CONNECTICUT -- Hearts go out to those abused by the monster of a doctor who filmed children in explicit poses at St. Francis Hospital and Medical Center in Hartford, apparently for many years.

But cooler heads should prevail over a controversial bill voted out of the Judiciary Committee this week that would relax the rules on how many years those wronged by Dr. George Reardon have to file a civil lawsuit.

The bill is tailored to the doctor's victims. If it passes the General Assembly and becomes law, it would allow those whose filing time has expired to piggyback onto other lawsuits if they have documentation of abuse and similar claims.

The endocrinologist has been accused of abusing hundreds of children while at the hospital from the 1960s to the 1990s. Some were patients; some were recruited for what he claimed were growth studies. More than 50,000 slides and 100 movie reels of children were discovered in his former home in West Hartford during a 2007 renovation. That would be just the kind of documentation the bill would require.

Dr. Reardon can't be sued because he died in 1998. The target would be St. Francis Hospital, which is already facing scores of potentially crippling lawsuits from people who do fall within the current time limits.

The hospital maintains it didn't know of specific allegations until the year the doctor left, 1993. There are questions about whether the hospital can defend itself against allegations that reach back decades. Records are likely gone, witnesses' memories have grown unreliable.

Statutes Of Limitations

It's because of the long-term emotional damage of childhood sexual abuse that the General Assembly in 2003 extended the statute of limitations — the time the law gives victims to file civil lawsuits — up to the age of 48 (30 years after they turn 18).

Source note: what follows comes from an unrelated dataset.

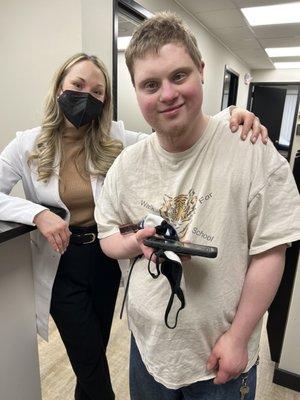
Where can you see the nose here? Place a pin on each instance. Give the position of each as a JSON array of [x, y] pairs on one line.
[[168, 92]]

That's one of the longest such statutes of limitation in the nation.

Most of Dr. Reardon's victims didn't sue while he was alive because they believed they had no way of proving his abuse. Suddenly, in 2007, proof emerged. It does feel unjust that some victims can't use this evidence to seek retribution for their hurt unless this bill becomes law.

But statutes of limitation serve the purpose of pushing people to bring their claims before evidence degrades and the point of justice is lost.

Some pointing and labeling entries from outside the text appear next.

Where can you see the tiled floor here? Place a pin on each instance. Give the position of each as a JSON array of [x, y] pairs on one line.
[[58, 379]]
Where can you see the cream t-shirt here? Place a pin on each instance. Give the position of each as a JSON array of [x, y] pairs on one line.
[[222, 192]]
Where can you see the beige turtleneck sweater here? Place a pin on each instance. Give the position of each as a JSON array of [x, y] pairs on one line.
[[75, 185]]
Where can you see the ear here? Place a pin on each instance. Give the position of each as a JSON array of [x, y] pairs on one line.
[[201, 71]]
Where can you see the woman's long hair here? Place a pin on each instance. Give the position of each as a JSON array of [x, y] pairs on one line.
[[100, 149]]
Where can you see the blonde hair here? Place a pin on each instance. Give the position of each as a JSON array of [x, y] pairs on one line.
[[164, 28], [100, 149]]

Society's Interest In Time Limits

Deadlines for civil litigation are often missed. The woman raped in college may try to file a civil suit after undergoing therapy, only to find out she's a year too late. There would be no exception for her, even if new evidence surfaced.

That's partly because legislatures have to set limits on litigation or it would never end. It's also in part because society has to give victims notice that it's time to move away from retribution and toward recovery.

And it's partly to give defendants amnesty after a certain period so they can throw away time sheets and other exculpatory evidence and resume their lives and business.

Back when most of Dr. Reardon's crimes were apparently committed — a time when authority figures were naively trusted and when minors had until only age 20 to file a lawsuit — few institutions, if any, thought they'd have to prepare for such accusations decades hence.

The sick doctor's justifiably angry victims do deserve some kind of reckoning — an apology, atonement, acknowledgment of the pain they suffered.

But the bill that the Judiciary Committee passed after listening to the anguished testimony of Dr. Reardon's victims may do harm beyond the justice it could provide.

That's what Supreme Court Justice Oliver Wendell Holmes Jr. meant when he wrote a century ago that "hard cases make bad law ... because of some accident of immediate overwhelming interest which appeals to the feelings and distorts the judgment."